When the Grand course was pursued, a public and common spirit ruled all under the sky; they chose men of talents, virtue, and ability; their words were sincere, and what they cultivated was harmony. Thus men did not love their parents only, nor treat as children only their own sons. A competent provision was secured for the aged till their death, employment for the able-bodied, and the means of growing up to the young. They showed kindness and compassion to widows, orphans, childless men, and those who were disabled by disease, so that they were all sufficiently maintained. Males had their proper work, and females had their homes. (They accumulated) articles (of value), disliking that they should be thrown away upon the ground, but not wishing to keep them for their own gratification. (They laboured) with their strength, disliking that it should not be exerted, but not exerting it (only) with a view to their own advantage. In this way (selfish) schemings were repressed and found no development. Robbers, thieves, and rebellious traitors did not show themselves, and hence the outer doors remained open, and were not shut. This was (the period of) what we call the Grand Union. (Liji, Chapter 9 “Li Yun”, 1, trans. James Legge)

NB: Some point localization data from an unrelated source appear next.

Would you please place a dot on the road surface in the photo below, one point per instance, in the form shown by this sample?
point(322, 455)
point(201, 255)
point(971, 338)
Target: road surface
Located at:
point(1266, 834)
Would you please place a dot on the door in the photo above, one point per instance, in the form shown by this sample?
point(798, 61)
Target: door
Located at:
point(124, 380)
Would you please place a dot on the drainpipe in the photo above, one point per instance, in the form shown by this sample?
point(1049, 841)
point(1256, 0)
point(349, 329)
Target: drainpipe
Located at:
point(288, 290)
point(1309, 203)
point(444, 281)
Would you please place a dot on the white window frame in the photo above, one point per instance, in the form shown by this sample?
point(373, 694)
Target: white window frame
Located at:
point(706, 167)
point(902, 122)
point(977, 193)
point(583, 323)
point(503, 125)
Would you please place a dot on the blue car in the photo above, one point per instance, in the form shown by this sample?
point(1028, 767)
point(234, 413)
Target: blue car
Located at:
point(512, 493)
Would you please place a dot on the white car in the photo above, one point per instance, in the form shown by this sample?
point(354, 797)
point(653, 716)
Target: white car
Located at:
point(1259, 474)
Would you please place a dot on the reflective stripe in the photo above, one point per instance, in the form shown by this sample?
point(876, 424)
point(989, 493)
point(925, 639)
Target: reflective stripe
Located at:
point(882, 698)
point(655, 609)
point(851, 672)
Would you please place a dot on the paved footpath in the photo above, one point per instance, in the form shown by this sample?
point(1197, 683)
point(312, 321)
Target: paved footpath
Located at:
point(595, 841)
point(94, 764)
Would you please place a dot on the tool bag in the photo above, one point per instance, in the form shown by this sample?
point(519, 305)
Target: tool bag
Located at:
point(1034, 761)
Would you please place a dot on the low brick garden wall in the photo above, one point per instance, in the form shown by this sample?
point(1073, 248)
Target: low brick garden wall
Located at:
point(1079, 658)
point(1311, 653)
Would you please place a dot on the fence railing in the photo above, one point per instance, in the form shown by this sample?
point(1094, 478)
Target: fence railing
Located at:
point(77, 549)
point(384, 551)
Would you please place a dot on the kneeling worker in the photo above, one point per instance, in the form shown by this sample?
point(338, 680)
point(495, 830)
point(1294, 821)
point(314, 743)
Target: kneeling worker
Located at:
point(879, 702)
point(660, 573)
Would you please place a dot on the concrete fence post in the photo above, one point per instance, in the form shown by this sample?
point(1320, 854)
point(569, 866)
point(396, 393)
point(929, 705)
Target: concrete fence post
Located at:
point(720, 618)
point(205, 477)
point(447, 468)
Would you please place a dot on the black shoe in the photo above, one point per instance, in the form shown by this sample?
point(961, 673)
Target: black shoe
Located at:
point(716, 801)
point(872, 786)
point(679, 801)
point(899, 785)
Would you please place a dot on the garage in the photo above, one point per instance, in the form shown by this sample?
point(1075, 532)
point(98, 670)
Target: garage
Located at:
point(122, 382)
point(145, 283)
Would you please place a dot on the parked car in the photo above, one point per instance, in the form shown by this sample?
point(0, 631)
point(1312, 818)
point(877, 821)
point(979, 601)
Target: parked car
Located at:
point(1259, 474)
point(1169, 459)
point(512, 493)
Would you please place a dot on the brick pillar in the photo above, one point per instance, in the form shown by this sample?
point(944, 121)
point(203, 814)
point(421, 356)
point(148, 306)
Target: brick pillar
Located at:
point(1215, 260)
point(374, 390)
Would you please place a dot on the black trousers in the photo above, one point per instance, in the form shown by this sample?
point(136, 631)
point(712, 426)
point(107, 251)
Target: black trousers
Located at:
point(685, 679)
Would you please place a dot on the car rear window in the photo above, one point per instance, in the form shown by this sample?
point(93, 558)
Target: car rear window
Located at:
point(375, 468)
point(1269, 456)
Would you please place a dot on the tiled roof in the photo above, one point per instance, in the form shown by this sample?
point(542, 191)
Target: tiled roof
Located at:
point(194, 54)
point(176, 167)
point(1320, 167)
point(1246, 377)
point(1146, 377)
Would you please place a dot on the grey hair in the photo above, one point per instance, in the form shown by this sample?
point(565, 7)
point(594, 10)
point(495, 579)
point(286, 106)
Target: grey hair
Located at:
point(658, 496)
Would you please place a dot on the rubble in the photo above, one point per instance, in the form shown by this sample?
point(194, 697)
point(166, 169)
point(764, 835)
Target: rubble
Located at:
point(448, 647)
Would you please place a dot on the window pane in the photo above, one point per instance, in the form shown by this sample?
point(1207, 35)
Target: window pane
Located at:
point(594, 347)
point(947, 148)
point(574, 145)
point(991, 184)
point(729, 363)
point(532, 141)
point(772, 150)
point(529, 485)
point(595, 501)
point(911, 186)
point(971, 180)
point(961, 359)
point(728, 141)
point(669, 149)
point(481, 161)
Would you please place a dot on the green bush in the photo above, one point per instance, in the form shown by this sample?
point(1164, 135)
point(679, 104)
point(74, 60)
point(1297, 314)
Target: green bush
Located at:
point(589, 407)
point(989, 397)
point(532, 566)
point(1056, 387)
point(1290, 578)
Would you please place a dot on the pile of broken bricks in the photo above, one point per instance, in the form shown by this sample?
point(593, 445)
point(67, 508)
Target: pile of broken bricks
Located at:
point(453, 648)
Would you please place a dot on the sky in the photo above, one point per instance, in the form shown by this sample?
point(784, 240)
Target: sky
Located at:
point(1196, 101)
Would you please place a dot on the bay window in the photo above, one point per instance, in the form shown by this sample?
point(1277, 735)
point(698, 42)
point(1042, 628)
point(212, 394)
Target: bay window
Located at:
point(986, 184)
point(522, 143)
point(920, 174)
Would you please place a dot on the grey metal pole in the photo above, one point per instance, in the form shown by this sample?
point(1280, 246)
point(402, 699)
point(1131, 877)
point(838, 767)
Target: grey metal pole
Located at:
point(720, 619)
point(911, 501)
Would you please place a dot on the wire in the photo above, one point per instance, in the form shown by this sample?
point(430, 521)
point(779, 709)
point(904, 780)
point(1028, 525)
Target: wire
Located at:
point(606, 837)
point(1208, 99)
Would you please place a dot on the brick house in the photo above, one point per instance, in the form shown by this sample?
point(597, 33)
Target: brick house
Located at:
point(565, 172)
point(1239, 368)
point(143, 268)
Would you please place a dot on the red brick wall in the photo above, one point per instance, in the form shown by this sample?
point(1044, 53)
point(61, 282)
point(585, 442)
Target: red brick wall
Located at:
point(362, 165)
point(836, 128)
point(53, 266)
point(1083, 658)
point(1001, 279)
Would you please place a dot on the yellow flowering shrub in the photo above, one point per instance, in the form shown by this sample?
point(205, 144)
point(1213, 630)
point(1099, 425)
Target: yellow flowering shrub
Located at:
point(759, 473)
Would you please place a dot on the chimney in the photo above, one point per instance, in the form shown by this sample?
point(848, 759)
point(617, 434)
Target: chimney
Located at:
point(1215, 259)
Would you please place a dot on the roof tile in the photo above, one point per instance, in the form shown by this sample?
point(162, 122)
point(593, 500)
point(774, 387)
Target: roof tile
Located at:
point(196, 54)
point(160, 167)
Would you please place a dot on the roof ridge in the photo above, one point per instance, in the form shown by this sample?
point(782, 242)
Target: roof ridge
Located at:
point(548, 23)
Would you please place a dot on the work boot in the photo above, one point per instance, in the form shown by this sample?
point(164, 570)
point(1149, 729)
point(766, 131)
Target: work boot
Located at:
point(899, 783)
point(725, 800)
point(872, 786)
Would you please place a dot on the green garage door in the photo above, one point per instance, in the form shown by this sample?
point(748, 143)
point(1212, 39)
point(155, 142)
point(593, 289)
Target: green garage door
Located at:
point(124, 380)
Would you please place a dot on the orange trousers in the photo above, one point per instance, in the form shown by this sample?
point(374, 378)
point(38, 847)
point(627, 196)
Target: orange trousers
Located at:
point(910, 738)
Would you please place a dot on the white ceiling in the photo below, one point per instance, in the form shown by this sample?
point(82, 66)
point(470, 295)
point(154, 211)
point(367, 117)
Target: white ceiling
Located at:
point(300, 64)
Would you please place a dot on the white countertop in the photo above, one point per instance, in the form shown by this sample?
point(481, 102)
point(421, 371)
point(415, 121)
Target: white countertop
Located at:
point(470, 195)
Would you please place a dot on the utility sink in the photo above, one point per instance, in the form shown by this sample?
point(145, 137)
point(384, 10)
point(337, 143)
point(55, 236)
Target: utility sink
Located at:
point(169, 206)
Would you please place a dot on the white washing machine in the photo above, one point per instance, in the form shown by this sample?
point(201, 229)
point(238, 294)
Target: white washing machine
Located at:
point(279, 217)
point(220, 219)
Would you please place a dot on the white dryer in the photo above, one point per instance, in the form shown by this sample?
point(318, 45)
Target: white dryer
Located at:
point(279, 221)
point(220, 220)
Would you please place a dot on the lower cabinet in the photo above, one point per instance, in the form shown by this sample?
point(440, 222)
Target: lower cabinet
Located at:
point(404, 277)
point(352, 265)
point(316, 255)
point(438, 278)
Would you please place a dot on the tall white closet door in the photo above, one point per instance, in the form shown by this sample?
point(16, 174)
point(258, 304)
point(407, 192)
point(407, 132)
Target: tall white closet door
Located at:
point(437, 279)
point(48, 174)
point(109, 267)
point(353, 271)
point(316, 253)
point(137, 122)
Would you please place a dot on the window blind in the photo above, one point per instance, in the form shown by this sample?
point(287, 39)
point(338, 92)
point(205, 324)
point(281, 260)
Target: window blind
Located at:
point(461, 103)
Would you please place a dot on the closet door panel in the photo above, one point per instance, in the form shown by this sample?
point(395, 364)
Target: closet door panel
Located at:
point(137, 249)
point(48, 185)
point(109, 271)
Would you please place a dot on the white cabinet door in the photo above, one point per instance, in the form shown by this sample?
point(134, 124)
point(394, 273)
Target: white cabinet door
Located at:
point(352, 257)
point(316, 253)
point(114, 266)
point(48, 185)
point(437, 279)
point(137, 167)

While having a utopian vision of society doesn’t instantly lead to social justice, it nonetheless provides a goal towards what might be conceived of as a just society, an ideal society for its people to strive for.

Well, these are some of my initial comments. I’ll have more to say when I begin researching deeper on this.

 

Bibliography

Chan, Joseph, Confucian Perfectionism: A Political Philosophy for Modern Times (Princeton: Princeton University Press, 2014).

Chan, Joseph, “Is There a Confucian Perspective on Social Justice?” in eds. Takashi Shogimen & Cary J. Nederman, Western Political Thought in Dialogue with Asia (Lanhan MD: Rowman & Littlefield, 2008), pp. 261-277.

Chan, Joseph, “Confucianism and Social Justice: Historical Setting,” in eds. Michael D. Palmer & Stanley M. Burgess, Companion to Religion and Social Justice  (Oxford: Blackwell, 2012), pp. 77-92.

Puett, Michael, “Ritual and the Subjunctive” in eds. Seligman A, Weller R, Simon B, Ritual and its Consequences: An Essay on the Limits of Sincerity (Oxford: Oxford University Press; 2008). pp. 17-42.

Puett, Michael, “Innovation as Ritualization: The Fractured Cosmology of Early China,” Cardozo Law Review, 2006: 28 (1).

Puett, Michael, To Become a God: Cosmology, Sacrifice, and Self-Divinization in Early China (Cambridge: Harvard University Asia Centre, 2002).

Tan, Sor-Hoon, Confucian Democracy – A Deweyan Reconstruction of Confucianism (Albany: State University of New York Press, 2004).

Tan, Sor-Hoon, “The Dao of Politics: Rites and Laws as Pragmatic Tools of Government,” Philosophy East and West, 2011: 61 (3).

Tan, Sor-Hoon, “The Concept of Yi (义) in the Mencius and Problems of Distributive Justice,” Australasian Journal of Philosophy 2014: 92 (3).

Tan, Sor-Hoon, “Ritual and Deference: Extending Chinese Philosophy in a Comparative Context,” Philosophy East and West 2012: 62(1).